On Tuesday, the council agreed to enter an agreement with Yavapai County for the services necessary to conduct the city's primary and general elections in the fall of 2015.
City Attorney Jon Paladini explained that Prescott earlier joined with other Arizona communities in challenging the state election-consolidation law.
Early on, the cities of Phoenix and Tucson contested the law, maintaining that it infringed on their authority to govern based on their city charters.
About a year ago, a Pima County Superior Court Judge agreed with the two municipalities and ruled that scheduling of local candidate elections is "a matter of local concern," and that Phoenix and Tucson did not have to conduct their elections in even-numbered years.

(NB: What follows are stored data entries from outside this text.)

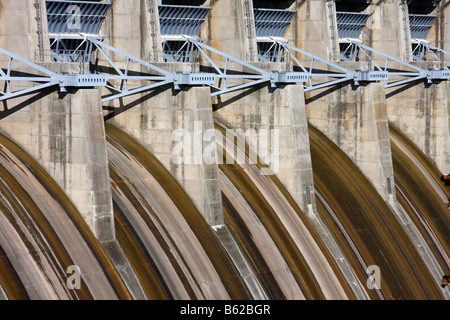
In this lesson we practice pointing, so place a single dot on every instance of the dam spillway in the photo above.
(144, 157)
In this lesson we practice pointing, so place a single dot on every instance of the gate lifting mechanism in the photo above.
(221, 76)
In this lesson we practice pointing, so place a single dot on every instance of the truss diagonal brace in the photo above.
(259, 76)
(418, 74)
(337, 77)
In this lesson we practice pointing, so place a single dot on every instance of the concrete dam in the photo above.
(224, 150)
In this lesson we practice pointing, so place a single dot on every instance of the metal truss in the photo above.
(409, 76)
(252, 75)
(423, 49)
(119, 80)
(162, 77)
(95, 79)
(49, 78)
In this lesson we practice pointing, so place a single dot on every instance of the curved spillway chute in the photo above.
(365, 227)
(277, 228)
(43, 238)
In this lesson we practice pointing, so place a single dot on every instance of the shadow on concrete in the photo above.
(9, 111)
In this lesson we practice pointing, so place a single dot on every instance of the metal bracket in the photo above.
(418, 74)
(79, 80)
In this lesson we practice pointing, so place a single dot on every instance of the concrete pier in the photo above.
(64, 132)
(162, 119)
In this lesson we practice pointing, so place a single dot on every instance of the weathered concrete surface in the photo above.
(314, 29)
(281, 114)
(422, 112)
(388, 29)
(18, 34)
(153, 122)
(228, 29)
(160, 124)
(66, 135)
(355, 119)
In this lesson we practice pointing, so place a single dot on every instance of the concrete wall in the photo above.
(263, 109)
(153, 118)
(64, 133)
(354, 118)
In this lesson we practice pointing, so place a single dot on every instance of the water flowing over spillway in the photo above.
(42, 234)
(175, 254)
(364, 226)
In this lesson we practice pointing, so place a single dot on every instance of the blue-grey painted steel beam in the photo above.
(420, 25)
(65, 81)
(417, 74)
(351, 24)
(186, 20)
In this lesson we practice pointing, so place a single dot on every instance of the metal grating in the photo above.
(350, 24)
(68, 17)
(420, 25)
(272, 22)
(66, 20)
(181, 20)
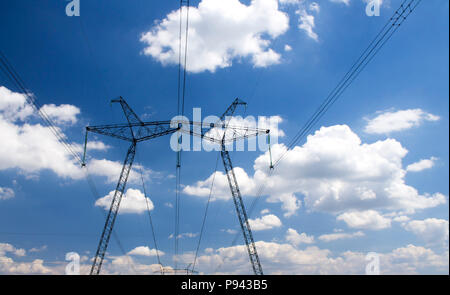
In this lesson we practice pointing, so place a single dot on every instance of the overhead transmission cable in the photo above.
(384, 35)
(180, 112)
(17, 81)
(149, 215)
(206, 214)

The State of Arizona subsequently appealed the ruling, Paladini said, and the matter currently is in the hands of the Arizona Court of Appeals.
Meanwhile, several other Arizona charter cities opted to file lawsuits of their own regarding the consolidated elections law. Prescott joined with the City of Winslow to contest the law, filing a lawsuit in Navajo County Superior Court.

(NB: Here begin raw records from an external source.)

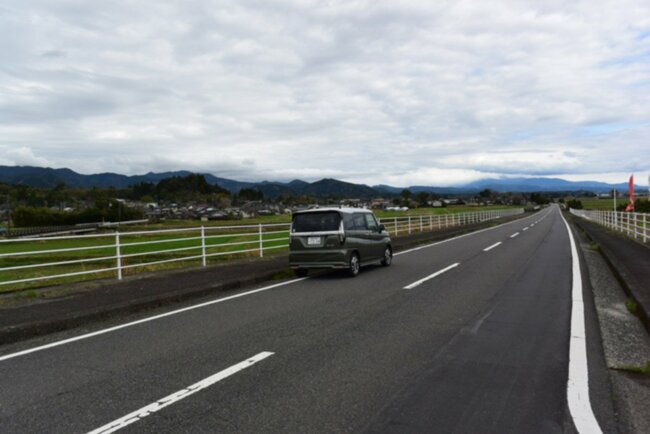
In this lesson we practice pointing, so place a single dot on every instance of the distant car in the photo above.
(337, 238)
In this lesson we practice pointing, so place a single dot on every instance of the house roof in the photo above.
(337, 209)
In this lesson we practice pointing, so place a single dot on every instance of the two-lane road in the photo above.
(471, 334)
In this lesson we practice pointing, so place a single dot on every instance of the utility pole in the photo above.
(615, 215)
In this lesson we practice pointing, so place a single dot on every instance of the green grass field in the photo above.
(594, 203)
(220, 245)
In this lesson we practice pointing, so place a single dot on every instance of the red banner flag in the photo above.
(630, 207)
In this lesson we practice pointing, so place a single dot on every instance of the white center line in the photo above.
(177, 396)
(491, 247)
(431, 276)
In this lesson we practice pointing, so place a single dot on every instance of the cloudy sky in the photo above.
(393, 92)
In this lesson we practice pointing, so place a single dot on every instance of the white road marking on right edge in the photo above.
(177, 396)
(431, 276)
(578, 381)
(414, 249)
(487, 249)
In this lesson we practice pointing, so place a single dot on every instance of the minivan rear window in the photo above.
(316, 221)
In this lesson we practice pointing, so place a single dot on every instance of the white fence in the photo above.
(78, 257)
(633, 224)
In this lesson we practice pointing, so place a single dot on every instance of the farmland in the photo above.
(177, 243)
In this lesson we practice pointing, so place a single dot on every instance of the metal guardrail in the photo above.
(633, 224)
(48, 258)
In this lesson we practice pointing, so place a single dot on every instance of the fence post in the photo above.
(118, 255)
(203, 257)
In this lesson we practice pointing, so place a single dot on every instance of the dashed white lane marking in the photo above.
(461, 236)
(431, 276)
(140, 321)
(177, 396)
(487, 249)
(174, 312)
(578, 382)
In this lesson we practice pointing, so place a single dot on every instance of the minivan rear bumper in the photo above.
(319, 258)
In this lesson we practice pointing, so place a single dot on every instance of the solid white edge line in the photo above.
(487, 249)
(431, 276)
(460, 236)
(143, 320)
(578, 382)
(177, 396)
(174, 312)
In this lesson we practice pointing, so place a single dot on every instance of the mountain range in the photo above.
(45, 177)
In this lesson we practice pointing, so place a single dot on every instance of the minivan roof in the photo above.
(343, 210)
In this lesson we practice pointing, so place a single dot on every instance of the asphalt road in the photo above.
(480, 347)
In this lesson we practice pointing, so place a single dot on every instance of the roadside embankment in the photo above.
(630, 262)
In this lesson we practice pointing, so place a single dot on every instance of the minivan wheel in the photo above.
(388, 257)
(354, 265)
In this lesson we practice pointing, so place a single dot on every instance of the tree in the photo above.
(250, 194)
(574, 203)
(422, 198)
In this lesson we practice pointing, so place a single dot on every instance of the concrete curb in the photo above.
(614, 264)
(26, 330)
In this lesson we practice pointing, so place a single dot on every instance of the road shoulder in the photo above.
(618, 342)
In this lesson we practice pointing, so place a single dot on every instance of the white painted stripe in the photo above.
(431, 276)
(487, 249)
(177, 396)
(578, 382)
(426, 246)
(144, 320)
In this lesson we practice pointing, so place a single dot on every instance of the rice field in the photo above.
(177, 244)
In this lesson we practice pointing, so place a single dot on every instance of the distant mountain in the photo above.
(48, 178)
(526, 185)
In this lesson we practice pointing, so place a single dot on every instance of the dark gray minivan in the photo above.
(337, 238)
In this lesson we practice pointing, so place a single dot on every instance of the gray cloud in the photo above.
(376, 92)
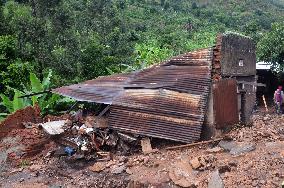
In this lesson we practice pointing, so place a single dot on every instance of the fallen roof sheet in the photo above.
(168, 100)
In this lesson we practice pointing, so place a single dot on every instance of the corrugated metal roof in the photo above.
(167, 100)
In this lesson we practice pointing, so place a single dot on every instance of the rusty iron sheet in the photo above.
(225, 103)
(168, 100)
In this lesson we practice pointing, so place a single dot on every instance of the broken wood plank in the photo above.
(194, 144)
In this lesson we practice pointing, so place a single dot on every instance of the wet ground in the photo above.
(253, 158)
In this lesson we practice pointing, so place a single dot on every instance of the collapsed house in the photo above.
(197, 92)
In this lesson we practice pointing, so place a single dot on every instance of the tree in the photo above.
(271, 46)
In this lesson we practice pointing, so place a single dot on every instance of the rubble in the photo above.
(215, 180)
(54, 127)
(238, 150)
(182, 174)
(81, 156)
(97, 167)
(146, 145)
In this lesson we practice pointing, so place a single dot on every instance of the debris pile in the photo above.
(253, 157)
(88, 137)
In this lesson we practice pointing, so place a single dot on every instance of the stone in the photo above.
(128, 171)
(54, 127)
(182, 175)
(227, 145)
(215, 180)
(242, 149)
(34, 167)
(146, 146)
(98, 167)
(118, 169)
(224, 168)
(195, 163)
(215, 150)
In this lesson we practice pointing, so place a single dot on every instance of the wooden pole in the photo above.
(265, 103)
(194, 144)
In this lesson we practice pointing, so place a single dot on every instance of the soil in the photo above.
(253, 158)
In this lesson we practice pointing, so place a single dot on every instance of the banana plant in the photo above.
(46, 101)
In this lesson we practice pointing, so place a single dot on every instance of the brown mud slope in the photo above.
(15, 121)
(254, 157)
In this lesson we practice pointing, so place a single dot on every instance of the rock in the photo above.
(227, 145)
(98, 167)
(195, 163)
(118, 169)
(181, 174)
(266, 118)
(233, 163)
(242, 149)
(215, 150)
(215, 180)
(146, 146)
(224, 168)
(34, 168)
(54, 127)
(128, 171)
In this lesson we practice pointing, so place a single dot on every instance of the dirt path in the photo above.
(254, 158)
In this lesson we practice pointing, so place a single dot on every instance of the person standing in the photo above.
(278, 99)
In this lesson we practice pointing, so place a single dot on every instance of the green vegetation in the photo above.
(271, 46)
(80, 40)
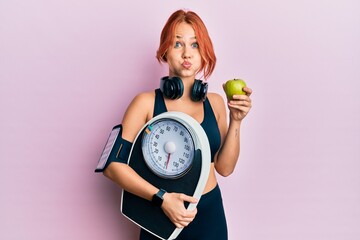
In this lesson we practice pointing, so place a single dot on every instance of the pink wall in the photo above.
(68, 69)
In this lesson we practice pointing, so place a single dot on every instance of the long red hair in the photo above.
(208, 58)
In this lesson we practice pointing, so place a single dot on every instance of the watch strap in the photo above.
(158, 198)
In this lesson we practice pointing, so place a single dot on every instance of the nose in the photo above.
(187, 53)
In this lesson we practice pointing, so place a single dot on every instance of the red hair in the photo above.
(206, 49)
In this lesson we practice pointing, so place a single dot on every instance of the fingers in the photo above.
(173, 207)
(248, 91)
(184, 219)
(240, 101)
(187, 198)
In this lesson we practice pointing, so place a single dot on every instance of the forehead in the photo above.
(184, 30)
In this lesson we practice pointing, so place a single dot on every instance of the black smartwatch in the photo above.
(158, 198)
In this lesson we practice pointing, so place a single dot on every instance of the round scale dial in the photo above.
(168, 148)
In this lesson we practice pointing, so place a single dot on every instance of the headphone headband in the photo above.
(173, 88)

"It is basically the same case; they all have the same arguments," Paladini said of the various ongoing lawsuits challenging the law. The basic question, he said: "Can the Legislature change the city's charter?"

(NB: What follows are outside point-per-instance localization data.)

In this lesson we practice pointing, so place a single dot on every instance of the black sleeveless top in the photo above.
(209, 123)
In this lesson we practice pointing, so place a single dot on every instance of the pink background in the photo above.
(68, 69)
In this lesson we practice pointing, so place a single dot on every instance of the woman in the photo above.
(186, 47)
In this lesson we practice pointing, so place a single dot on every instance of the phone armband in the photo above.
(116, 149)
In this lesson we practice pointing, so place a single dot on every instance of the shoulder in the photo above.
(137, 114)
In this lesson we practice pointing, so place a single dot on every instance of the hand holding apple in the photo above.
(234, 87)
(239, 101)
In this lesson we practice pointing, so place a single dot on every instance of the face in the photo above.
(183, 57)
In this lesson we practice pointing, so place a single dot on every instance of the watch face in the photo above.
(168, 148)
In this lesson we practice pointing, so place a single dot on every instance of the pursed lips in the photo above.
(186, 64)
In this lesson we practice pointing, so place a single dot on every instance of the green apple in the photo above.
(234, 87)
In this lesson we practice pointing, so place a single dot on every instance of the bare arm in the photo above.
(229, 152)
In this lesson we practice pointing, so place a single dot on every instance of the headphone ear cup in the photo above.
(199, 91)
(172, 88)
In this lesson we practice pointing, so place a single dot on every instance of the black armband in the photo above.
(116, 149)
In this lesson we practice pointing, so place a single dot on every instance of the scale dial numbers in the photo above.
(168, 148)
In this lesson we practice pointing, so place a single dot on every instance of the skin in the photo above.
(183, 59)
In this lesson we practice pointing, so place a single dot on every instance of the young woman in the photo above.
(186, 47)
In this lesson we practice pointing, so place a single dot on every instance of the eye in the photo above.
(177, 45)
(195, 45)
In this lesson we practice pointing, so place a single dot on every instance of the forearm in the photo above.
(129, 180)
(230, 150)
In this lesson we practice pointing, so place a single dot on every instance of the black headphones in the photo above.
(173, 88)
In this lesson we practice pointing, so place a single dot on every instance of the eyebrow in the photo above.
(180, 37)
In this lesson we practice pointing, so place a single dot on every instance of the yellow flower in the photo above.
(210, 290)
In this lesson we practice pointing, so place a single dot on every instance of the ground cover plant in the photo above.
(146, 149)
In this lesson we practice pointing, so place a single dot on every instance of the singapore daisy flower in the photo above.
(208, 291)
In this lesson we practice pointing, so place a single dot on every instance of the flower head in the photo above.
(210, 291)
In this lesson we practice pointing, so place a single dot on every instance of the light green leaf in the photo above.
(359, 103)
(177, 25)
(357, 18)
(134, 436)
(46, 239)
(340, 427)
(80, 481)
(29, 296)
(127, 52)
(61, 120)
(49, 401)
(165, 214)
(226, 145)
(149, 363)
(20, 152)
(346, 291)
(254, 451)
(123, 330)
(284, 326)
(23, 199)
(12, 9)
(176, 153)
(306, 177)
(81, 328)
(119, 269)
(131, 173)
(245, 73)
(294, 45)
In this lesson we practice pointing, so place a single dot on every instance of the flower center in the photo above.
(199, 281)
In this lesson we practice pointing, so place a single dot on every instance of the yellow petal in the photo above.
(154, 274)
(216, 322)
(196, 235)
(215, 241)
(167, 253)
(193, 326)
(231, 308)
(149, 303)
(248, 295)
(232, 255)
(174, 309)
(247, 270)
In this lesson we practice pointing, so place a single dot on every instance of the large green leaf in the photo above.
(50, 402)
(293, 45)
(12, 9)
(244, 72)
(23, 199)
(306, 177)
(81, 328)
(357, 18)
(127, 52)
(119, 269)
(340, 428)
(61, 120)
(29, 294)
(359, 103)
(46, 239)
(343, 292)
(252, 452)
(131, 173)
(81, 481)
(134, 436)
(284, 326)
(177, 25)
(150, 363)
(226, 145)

As the Tucson/Phoenix appeal runs its course at the appellate level, the elections-consolidation law is on hold. Paladini told the council that the court granted a stay of enforcement "so the case can wind its way through (the appeal)."
That means that even though the 2012 law initially made the new consolidated-election rules effective in 2014, the city likely will be able to move ahead with its 2015 election, as scheduled.
"I would suspect that the (Tucson/Phoenix) case won't be fully decided by (Prescott's 2015 election)," Paladini said, pointing out that the Arizona Court of Appeals' ruling could end up going to the Arizona Supreme Court as well.
The city's agreement with Yavapai County generated little discussion by the council this week.
City Clerk Dana DeLong explained that the agreement called for the county to conduct the city's "vote by mail" election, with the city paying an amount based on its number of registered voters.
While the county's rate is $2.75 per registered voter, DeLong said a discount is available to the city by handling several necessary election services, such as serving as a ballot drop-off site, and serving as a ballot replacement site.
The council agreed that DeLong's office should pursue the discount, which would bring the county rate to $2.50 per registered voter.
Prescott's registered voters stood at 26,030 in the 2013 election, DeLong said. That brings the city's elections cost to about $65,000.